We were not Polish or Slovak or “Hunkie” as my mother and her entire generation said. We were just Irish-German Americans, yet because of intermarrying – namely my aunt Ethel marrying my Uncle Whitey and my Aunt Annamae marrying my Uncle Al – we grew up polkaing (which is a real word, I looked it up). Those marriages brought into our family names with lots of consonants, particularly x’s z’s, ch’s and k’s, sometimes without vowels in between them.
I don’t remember learning how to polka, but I was polkaing as young as 7, when I was in my cousin Sandy’s wedding and cut a rug with my cousin Jimmy. We danced so wildly that the bottom of my pink chiffon flower girl dress got all ripped and dirty. We were running into other dancers. We were getting overheated. We got yelled at badly enoughthat I still remember being in trouble after the wedding festivities had died down, and that was 43 years ago. Those were the times, at least in Youngstown and Pittsburgh, that if you were invited to a wedding, there was at least a 40 percent chance that the reception music would be 100 percent polkas.
So because we lived where we lived and had the family that we had; and because Youngstown is full of ethnicity and being German-Irish is about as boring as it gets (being a drunk workaholic is no fun at weddings), my mom jumped feet first into being whatever ethnic group had the best dancing and the best food.
She learned how to make homemade pierogis from Mrs. Wasylko, who lived a couple streets down. I remember leaving for school one morning and seeing Mrs. Wasylko and my mom starting to put out the ingredients and when I returned home 6 hours later, they were still making the pierogis and our house was filled with the smell of boiled dough, 6 pounds of butter, mashed potatoes, and the sweat of middle aged, slightly overweight women.
My mom was a cool German woman.
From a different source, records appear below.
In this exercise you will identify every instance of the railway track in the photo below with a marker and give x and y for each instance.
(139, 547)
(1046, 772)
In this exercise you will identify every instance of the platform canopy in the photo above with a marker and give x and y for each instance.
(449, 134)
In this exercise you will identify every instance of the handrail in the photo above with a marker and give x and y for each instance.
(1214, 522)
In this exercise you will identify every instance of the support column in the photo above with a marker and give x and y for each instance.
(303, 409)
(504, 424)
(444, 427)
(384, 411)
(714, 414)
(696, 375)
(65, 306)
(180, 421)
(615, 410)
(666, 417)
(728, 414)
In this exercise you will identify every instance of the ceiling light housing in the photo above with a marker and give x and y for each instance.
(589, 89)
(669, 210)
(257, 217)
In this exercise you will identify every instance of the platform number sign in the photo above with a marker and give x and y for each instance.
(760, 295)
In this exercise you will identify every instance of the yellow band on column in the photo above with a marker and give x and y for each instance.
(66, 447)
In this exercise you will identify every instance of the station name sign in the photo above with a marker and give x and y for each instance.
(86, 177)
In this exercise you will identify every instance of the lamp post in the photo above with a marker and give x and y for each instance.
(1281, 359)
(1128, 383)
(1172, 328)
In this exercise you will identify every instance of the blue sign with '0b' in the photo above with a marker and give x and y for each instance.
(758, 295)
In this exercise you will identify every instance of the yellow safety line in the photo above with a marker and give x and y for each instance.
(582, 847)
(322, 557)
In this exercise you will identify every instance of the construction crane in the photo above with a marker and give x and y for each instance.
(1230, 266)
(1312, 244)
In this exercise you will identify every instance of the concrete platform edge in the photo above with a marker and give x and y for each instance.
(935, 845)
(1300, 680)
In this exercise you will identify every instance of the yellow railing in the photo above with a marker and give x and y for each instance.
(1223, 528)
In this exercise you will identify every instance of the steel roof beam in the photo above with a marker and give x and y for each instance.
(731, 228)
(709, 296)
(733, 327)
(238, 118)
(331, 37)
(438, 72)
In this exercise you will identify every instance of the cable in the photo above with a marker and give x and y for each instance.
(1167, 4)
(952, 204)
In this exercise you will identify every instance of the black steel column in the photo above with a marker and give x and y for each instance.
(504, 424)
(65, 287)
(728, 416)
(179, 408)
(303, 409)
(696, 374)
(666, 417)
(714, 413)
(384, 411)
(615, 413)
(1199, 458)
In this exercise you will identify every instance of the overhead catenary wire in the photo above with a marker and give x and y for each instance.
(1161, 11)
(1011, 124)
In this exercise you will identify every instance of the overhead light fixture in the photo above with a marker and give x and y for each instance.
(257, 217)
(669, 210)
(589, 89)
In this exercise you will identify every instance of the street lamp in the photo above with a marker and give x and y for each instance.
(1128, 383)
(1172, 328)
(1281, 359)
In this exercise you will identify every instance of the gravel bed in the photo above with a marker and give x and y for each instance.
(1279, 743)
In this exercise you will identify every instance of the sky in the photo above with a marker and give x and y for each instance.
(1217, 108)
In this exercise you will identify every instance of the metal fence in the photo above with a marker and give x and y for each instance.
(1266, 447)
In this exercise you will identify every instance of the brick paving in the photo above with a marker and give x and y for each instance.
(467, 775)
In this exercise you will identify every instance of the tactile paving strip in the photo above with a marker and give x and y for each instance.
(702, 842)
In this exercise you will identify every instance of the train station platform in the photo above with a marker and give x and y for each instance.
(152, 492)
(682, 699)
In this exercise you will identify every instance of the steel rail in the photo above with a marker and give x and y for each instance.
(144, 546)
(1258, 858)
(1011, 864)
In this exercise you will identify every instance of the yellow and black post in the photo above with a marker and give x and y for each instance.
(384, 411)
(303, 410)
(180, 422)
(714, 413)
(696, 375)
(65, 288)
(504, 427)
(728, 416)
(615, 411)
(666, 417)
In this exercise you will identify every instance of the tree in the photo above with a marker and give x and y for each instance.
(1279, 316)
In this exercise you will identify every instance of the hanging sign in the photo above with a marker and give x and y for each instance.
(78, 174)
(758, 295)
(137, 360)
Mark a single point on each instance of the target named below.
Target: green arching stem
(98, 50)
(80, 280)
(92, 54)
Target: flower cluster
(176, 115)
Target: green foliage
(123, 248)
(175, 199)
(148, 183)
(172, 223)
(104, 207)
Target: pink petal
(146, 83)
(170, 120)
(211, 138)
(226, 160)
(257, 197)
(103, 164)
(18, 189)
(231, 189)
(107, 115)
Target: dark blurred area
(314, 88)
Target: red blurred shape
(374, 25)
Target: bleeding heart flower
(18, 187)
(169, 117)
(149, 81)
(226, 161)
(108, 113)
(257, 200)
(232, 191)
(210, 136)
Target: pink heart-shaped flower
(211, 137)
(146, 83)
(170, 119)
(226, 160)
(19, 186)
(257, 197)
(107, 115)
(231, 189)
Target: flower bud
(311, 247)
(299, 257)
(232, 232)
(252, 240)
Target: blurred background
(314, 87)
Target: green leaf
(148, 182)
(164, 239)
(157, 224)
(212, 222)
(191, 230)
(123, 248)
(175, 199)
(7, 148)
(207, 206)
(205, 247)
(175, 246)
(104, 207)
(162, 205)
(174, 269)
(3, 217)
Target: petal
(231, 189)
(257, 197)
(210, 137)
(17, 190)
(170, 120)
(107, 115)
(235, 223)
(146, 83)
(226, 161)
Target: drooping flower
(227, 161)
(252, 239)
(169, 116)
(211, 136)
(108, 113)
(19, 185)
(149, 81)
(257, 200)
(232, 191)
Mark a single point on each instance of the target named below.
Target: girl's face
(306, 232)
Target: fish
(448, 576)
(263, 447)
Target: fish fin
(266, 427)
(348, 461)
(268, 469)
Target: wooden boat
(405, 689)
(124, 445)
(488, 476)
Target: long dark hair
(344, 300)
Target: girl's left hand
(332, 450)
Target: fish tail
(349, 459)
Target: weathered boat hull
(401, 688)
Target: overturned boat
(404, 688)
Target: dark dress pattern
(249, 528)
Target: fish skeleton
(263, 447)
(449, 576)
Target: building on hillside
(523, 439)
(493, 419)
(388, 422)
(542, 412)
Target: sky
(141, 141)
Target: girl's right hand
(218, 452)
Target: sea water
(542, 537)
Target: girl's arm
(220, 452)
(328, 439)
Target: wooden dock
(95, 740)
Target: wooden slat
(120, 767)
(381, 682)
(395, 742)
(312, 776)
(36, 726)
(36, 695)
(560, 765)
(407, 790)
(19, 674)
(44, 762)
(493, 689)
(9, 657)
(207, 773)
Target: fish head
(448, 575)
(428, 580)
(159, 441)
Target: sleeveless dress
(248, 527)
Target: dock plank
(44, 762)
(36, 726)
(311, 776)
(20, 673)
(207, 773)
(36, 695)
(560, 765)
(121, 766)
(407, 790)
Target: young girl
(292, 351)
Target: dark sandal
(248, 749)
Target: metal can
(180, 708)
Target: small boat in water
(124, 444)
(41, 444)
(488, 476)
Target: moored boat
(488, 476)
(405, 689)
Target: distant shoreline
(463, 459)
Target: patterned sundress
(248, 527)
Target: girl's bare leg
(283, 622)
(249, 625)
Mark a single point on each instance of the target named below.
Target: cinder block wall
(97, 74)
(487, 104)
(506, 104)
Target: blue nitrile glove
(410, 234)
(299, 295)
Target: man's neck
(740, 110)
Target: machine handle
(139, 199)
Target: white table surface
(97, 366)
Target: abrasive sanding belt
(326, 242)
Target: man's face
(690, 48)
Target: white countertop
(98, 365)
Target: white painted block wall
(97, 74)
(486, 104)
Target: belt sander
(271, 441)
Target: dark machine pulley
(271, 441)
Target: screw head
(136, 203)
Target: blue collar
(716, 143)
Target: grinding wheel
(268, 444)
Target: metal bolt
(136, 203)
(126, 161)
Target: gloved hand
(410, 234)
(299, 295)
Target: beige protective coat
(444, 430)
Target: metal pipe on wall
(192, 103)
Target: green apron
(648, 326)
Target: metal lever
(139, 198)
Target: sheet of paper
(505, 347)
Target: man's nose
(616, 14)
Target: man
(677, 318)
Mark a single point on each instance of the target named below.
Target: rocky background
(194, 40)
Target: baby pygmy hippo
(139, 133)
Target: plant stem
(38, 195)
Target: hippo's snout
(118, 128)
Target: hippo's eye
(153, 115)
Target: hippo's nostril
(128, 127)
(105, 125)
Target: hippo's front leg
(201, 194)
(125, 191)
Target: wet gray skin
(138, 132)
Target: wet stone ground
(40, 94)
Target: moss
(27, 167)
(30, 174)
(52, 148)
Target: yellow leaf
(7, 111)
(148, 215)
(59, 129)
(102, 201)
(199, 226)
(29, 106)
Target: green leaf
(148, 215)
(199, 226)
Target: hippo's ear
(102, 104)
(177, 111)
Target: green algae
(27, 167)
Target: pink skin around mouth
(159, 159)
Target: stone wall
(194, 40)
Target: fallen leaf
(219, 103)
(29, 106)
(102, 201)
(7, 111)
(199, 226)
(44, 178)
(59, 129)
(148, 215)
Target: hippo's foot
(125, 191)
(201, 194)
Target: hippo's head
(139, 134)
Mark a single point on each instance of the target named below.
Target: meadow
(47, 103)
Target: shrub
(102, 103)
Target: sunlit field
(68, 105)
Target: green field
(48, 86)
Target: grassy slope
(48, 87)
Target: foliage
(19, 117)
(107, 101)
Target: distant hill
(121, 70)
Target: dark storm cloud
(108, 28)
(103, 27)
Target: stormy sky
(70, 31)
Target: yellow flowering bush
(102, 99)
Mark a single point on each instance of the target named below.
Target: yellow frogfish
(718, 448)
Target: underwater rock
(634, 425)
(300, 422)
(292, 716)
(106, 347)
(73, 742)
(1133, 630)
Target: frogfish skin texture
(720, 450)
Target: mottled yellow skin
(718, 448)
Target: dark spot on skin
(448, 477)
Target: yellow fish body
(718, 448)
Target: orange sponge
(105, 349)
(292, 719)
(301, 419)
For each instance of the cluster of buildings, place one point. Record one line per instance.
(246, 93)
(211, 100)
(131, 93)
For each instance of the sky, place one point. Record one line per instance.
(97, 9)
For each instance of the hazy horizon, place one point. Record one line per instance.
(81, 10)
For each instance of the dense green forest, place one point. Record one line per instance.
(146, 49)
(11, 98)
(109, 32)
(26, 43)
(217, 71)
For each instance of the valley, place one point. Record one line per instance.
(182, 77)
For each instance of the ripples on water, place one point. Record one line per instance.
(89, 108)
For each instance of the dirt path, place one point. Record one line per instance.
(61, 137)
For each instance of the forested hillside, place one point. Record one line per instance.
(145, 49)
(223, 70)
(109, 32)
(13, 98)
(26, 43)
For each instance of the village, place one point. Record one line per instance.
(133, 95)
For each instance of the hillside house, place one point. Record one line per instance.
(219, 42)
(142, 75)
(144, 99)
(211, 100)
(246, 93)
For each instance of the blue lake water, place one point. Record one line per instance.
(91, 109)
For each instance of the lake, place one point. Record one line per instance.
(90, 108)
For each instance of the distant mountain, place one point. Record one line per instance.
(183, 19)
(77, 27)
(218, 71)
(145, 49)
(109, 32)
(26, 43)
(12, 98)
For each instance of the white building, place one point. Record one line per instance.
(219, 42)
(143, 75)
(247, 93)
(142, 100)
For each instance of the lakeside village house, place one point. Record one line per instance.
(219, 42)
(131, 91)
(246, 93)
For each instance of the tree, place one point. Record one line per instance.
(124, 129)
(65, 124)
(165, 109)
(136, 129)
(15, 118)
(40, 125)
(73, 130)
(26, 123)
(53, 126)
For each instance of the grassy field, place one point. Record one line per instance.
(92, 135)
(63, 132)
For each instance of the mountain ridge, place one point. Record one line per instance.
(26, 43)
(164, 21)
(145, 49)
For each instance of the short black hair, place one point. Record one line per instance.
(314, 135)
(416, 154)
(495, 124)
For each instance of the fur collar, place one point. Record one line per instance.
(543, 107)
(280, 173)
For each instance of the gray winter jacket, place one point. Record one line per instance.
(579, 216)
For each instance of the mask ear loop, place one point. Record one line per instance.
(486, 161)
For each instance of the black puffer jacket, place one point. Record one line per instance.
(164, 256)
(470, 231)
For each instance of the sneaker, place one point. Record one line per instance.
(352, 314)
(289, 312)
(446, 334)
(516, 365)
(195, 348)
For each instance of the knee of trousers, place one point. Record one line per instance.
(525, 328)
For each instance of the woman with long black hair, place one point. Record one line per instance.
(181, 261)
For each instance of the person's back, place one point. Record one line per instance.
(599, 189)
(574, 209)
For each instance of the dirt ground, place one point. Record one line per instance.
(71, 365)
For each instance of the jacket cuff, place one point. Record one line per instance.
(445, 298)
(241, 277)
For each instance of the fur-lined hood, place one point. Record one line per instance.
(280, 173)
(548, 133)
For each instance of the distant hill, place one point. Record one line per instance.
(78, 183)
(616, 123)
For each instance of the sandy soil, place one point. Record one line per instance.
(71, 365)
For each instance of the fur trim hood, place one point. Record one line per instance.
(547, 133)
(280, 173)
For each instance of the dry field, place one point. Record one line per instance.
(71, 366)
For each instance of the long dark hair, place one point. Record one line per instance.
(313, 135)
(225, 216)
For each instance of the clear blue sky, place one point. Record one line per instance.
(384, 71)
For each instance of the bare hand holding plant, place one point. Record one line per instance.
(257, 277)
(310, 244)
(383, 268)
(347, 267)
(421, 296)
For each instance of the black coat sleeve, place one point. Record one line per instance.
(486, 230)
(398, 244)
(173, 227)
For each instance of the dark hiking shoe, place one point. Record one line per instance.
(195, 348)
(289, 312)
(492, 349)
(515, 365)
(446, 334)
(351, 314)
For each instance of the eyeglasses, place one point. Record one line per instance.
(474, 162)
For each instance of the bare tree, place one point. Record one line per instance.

You have to give her credit for wanting to learn the skill.
She polkaed, too.
Here’s my other polka story: When I was engaged to my husband and it was clear that he was going to be in our family, for better or worse, we went to my cousin Jimmy’s wedding (yes, that’s the same cousin Jimmy who tore the bottom of my flower girl dress while polkaing with me at my other cousin’s wedding and he also comments on this blog every now and then). The wedding was in Erie, Pennsylvania, and there was a polka band at the reception. At this wedding trip, my husband had already been hit face-first with my family in ways you would find hilarious if I could tell it. But I can’t.So it was with some reluctance that I turned to him at the reception and said, “I think you need to learn how to polka now.”
We went into the reception hall lobby and I took him by the hands and showed him the basic moves and then we started to polka, but he is from an Irish family who did not jump feet first into Polka Town, so the result wasn’t good.
We fell.
On the floor.
Me on top.
In front of the big double doors, which opened and people from the bride’s side of the aisle came in.
Yeah that wasn’t good. And it was his last attempt at polkaing. I polkaed with an old college friend at one of our roommate’s wedding and she was a spinner and she led and it was a blast. But that was the end of it. I haven’t polkaed since. I’m not sure I remember how.
If anyone out there is having a wedding and would like a spaetzle maker as a wedding gift, please invite me and I’ll oblige you. Together we can keep the polka music playing.